Founded in 1925, the restaurant chain (which later grew to include hotels) had, at its peak in the 1970s, more than a thousand restaurant locations. It was a fixture of the American roadside, the “host of the highways,” enjoying an illusion of permanence.
Like Kmart—and unlike Walmart—Howard Johnson’s saw most of its growth in an era that was almost, but not quite, our own. It was conceived in a different world, grew in a different pattern, and discovered that all the geographic ubiquity and brand recognition in the world was not enough to insulate a rudderless company from changing consumer preferences, economic conditions, and settlement patterns. It faded into the prehistory of our commercial present.
Like Kmart, Howard Johnson’s locations predominated in early suburbs and highway stretches. The 1970s oil crunch and the resulting decline of the road trip hurt the chain’s business particularly, but so did the fact that newer, shinier suburbs simply had fewer of their restaurants.
Like Kmart, Howard Johnson’s made several attempts to revitalize its business. A parade of managers who had none of the personal investment of the chain’s founder, Howard Deering Johnson, successively took the reins. The company began to introduce new restaurant concepts, and it underwent a series of acquisitions as well as the division of its hotel and restaurant businesses. All of this flux and churn depressed morale, eroded managerial continuity, and left the once-great restaurant half of the company to fend for itself as its numbers dwindled.
Like Kmart, Howard Johnson’s was effectively going out of business for decades. For years, articles not unlike this one counted how many remained. The last true Howard Johnson’s restaurant, with a direct connection to the old company, closed in 2016; the last restaurant sporting the name, through a quirk of corporate law, shuttered in 2022. But whether even the former was really a “real” Howard Johnson’s anymore was debatable. The famous ice cream plant closed years ago; the central commissary, once overseen by Jacques Pépin, seems to have closed in the 2000s.
Throughout this long, slow decline, nobody seriously attempted a “reboot” of the company; nobody bothered to attempt monetizing whatever goodwill the name still held, by, say, bringing back the real recipes of the famous 28 flavors of ice cream. That kind of investment or passion or capital was gone.
A REMARKABLE FACT: Despite the former ubiquity of both Howard Johnson’s and Kmart—and notwithstanding the nostalgia of their small communities of fans—both chains have left hardly a trace in the popular culture. In business, as in life, past performance is no guarantee of future results.

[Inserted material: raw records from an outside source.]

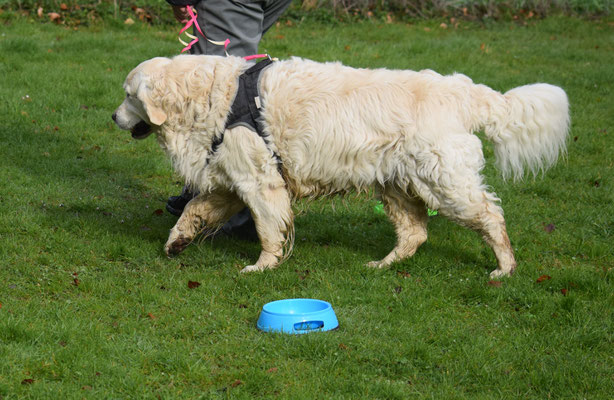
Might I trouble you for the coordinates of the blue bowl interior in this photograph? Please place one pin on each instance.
(297, 316)
(296, 307)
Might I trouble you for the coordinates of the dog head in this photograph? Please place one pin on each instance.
(139, 113)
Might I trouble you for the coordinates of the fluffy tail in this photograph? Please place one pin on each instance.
(530, 130)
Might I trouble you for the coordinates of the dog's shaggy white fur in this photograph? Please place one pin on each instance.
(337, 129)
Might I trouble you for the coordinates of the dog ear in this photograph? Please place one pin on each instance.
(155, 114)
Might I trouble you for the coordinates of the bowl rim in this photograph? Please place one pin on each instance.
(299, 301)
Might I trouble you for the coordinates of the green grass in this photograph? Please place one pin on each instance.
(79, 201)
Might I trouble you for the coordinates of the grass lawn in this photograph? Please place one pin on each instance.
(90, 307)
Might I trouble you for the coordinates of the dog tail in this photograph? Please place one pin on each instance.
(529, 129)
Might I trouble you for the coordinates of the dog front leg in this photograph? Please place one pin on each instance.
(209, 210)
(273, 217)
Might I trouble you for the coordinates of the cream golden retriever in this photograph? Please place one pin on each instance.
(331, 129)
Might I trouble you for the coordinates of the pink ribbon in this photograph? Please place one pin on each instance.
(225, 43)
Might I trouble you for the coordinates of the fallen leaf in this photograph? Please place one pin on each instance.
(193, 284)
(404, 274)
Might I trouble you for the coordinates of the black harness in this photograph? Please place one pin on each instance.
(245, 110)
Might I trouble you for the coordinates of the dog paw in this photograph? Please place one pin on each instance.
(172, 248)
(251, 268)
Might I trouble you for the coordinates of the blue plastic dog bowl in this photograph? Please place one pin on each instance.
(297, 316)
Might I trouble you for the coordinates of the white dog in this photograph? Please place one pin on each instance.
(329, 129)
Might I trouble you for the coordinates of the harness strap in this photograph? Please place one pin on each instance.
(245, 109)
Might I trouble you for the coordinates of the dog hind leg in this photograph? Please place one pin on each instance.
(273, 217)
(453, 185)
(210, 210)
(409, 216)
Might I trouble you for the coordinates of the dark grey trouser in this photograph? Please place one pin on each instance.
(242, 21)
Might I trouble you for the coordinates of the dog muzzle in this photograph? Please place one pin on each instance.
(141, 130)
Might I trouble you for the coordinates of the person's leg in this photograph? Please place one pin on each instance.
(238, 21)
(273, 9)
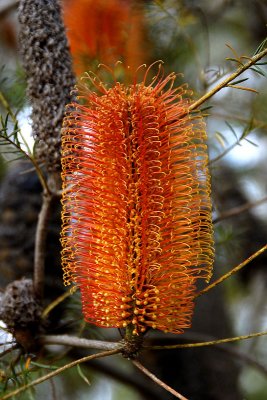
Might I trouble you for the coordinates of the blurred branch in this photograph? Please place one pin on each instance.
(230, 350)
(231, 272)
(73, 341)
(207, 343)
(238, 210)
(59, 371)
(40, 245)
(252, 61)
(7, 5)
(158, 381)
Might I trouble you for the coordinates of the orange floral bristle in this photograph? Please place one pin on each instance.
(137, 230)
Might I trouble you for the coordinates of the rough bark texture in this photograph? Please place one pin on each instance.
(47, 62)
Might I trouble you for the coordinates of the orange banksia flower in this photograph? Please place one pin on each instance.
(136, 230)
(105, 30)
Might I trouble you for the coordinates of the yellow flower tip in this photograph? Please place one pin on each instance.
(137, 230)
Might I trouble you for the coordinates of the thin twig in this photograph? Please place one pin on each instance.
(231, 272)
(40, 245)
(226, 81)
(158, 381)
(226, 348)
(79, 342)
(238, 210)
(59, 371)
(28, 154)
(7, 5)
(206, 343)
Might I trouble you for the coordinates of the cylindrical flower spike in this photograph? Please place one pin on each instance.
(136, 205)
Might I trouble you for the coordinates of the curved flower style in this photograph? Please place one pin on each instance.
(136, 205)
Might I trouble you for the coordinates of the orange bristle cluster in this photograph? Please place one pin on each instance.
(136, 205)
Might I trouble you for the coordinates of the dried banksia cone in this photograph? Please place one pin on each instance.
(137, 229)
(46, 59)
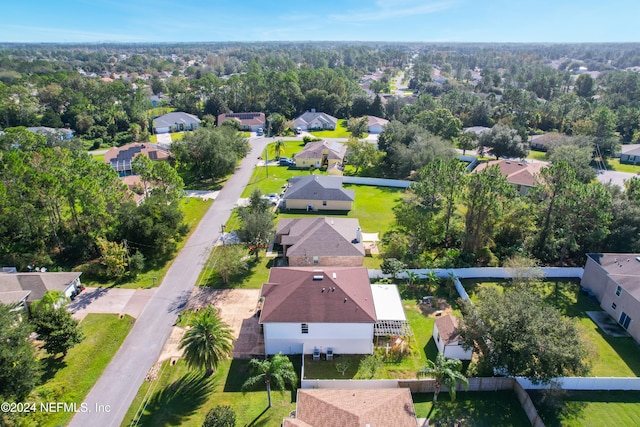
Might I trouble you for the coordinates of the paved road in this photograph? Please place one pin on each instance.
(121, 380)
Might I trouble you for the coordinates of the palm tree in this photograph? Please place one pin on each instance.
(444, 371)
(278, 148)
(278, 371)
(49, 301)
(208, 341)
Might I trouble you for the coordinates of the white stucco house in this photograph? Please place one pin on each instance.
(307, 308)
(448, 340)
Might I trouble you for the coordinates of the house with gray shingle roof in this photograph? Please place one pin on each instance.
(25, 288)
(312, 120)
(175, 122)
(321, 241)
(374, 408)
(315, 192)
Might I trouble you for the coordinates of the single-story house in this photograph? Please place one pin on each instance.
(120, 158)
(447, 338)
(390, 316)
(361, 408)
(631, 157)
(25, 288)
(522, 175)
(614, 278)
(175, 122)
(321, 154)
(248, 121)
(61, 133)
(312, 120)
(376, 124)
(315, 193)
(542, 142)
(321, 241)
(159, 100)
(311, 308)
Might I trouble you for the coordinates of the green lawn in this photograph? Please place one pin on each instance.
(538, 155)
(614, 164)
(588, 408)
(182, 397)
(609, 356)
(491, 409)
(340, 131)
(193, 209)
(70, 379)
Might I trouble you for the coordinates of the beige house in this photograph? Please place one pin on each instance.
(321, 241)
(357, 408)
(522, 175)
(615, 281)
(316, 193)
(321, 154)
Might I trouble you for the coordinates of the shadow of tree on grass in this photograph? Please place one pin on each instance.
(180, 399)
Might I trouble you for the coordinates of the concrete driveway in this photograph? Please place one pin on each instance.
(110, 300)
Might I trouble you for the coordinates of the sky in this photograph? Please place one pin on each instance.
(142, 21)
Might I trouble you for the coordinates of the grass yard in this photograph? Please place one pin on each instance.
(588, 408)
(183, 397)
(70, 379)
(538, 155)
(610, 356)
(614, 164)
(421, 344)
(491, 409)
(193, 209)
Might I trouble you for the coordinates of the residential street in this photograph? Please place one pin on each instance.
(122, 378)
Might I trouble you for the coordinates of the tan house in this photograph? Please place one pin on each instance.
(321, 154)
(22, 289)
(321, 241)
(248, 121)
(316, 193)
(120, 158)
(522, 175)
(356, 408)
(615, 281)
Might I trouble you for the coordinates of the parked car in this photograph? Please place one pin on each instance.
(285, 161)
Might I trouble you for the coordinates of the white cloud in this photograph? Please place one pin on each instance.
(388, 9)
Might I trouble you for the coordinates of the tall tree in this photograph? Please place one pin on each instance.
(447, 372)
(519, 335)
(485, 199)
(19, 369)
(208, 341)
(277, 371)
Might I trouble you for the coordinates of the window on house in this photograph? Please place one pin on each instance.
(624, 320)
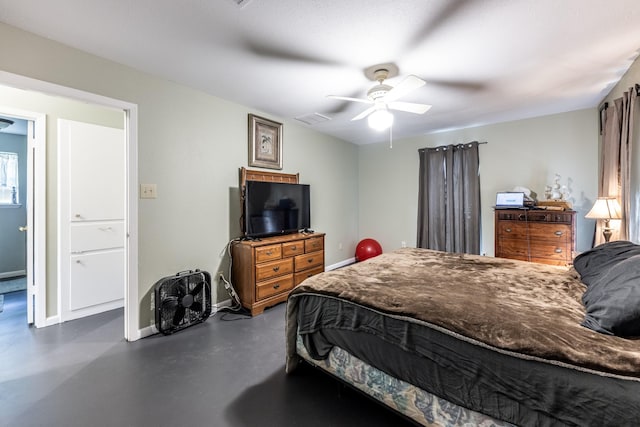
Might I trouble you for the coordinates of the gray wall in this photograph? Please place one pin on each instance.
(13, 242)
(191, 144)
(629, 80)
(520, 153)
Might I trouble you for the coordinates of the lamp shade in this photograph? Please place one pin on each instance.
(605, 208)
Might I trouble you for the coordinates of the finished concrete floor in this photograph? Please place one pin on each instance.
(226, 372)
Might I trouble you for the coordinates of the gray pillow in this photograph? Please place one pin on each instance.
(612, 301)
(596, 262)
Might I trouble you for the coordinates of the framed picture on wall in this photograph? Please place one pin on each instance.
(265, 143)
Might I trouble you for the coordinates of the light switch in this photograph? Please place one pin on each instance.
(148, 191)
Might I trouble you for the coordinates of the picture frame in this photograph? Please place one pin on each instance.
(265, 143)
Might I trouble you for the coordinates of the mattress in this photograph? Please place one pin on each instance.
(393, 313)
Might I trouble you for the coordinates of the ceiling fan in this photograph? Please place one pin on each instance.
(384, 97)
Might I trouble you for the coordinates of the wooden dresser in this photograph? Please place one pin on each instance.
(264, 271)
(547, 237)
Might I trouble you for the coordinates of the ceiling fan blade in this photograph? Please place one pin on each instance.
(409, 107)
(365, 113)
(407, 85)
(347, 98)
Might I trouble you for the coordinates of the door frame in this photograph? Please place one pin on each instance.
(131, 311)
(36, 203)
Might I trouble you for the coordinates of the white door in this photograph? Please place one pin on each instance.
(92, 201)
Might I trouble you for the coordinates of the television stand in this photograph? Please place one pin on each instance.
(265, 271)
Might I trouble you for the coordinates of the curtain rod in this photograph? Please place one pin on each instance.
(444, 147)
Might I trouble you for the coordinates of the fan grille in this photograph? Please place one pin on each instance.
(182, 300)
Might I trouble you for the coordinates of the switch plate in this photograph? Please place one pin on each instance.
(148, 191)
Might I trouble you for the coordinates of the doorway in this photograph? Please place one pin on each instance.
(47, 308)
(25, 230)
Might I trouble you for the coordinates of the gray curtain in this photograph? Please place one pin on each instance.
(615, 166)
(449, 198)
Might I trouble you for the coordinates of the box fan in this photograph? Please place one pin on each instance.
(182, 300)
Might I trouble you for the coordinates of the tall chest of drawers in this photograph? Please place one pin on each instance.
(546, 237)
(265, 271)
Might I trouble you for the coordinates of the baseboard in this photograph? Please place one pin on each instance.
(340, 264)
(9, 274)
(50, 321)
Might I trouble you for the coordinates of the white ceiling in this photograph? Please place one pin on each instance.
(484, 61)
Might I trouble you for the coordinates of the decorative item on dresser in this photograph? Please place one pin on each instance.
(546, 237)
(265, 271)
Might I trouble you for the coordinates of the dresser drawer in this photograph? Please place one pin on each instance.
(545, 231)
(275, 286)
(302, 276)
(271, 269)
(314, 244)
(268, 253)
(516, 250)
(292, 248)
(306, 261)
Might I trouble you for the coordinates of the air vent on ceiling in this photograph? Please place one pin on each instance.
(241, 3)
(313, 119)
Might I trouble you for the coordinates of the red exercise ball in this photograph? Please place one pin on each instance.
(367, 248)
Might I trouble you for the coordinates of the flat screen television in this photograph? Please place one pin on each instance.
(272, 208)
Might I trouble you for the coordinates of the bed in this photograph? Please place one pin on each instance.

The demise of Howard Johnson’s, and likewise that of Kmart, is a cautionary business tale. But it’s also a humbling and almost spooky story. The orange-roofed, sharply angled roadside structures you’ll still occasionally notice along the highway have become something like artifacts; those big empty stores, many of them too dated or distressed to ever be occupied again, are our moss-covered ruins. Their big empty parking lots testify to something that once was—something that drew people by the thousands.
Apart from historians of retail or of the culture of the twentieth-century American roadside, few will care about these chains or their stories. And why should they, really? Without the nostalgic ties of personal memories to create a context for these places, they’re just buildings in a sea of others like them. But I find they have an almost spiritual use as reminders that nothing is permanent and nothing is guaranteed. Even companies some would call “too big to fail” come to look very small indeed when they lose the vision of a founder or the dedication of long-serving managers. Bankruptcy is a species of death, and success is a struggle against that virtually inevitable conclusion.
Is a commercial memento mori a bit much to take away from a shuttered Kmart? Perhaps. But the doors are locked now, so I’m not going to be leaving with anything else.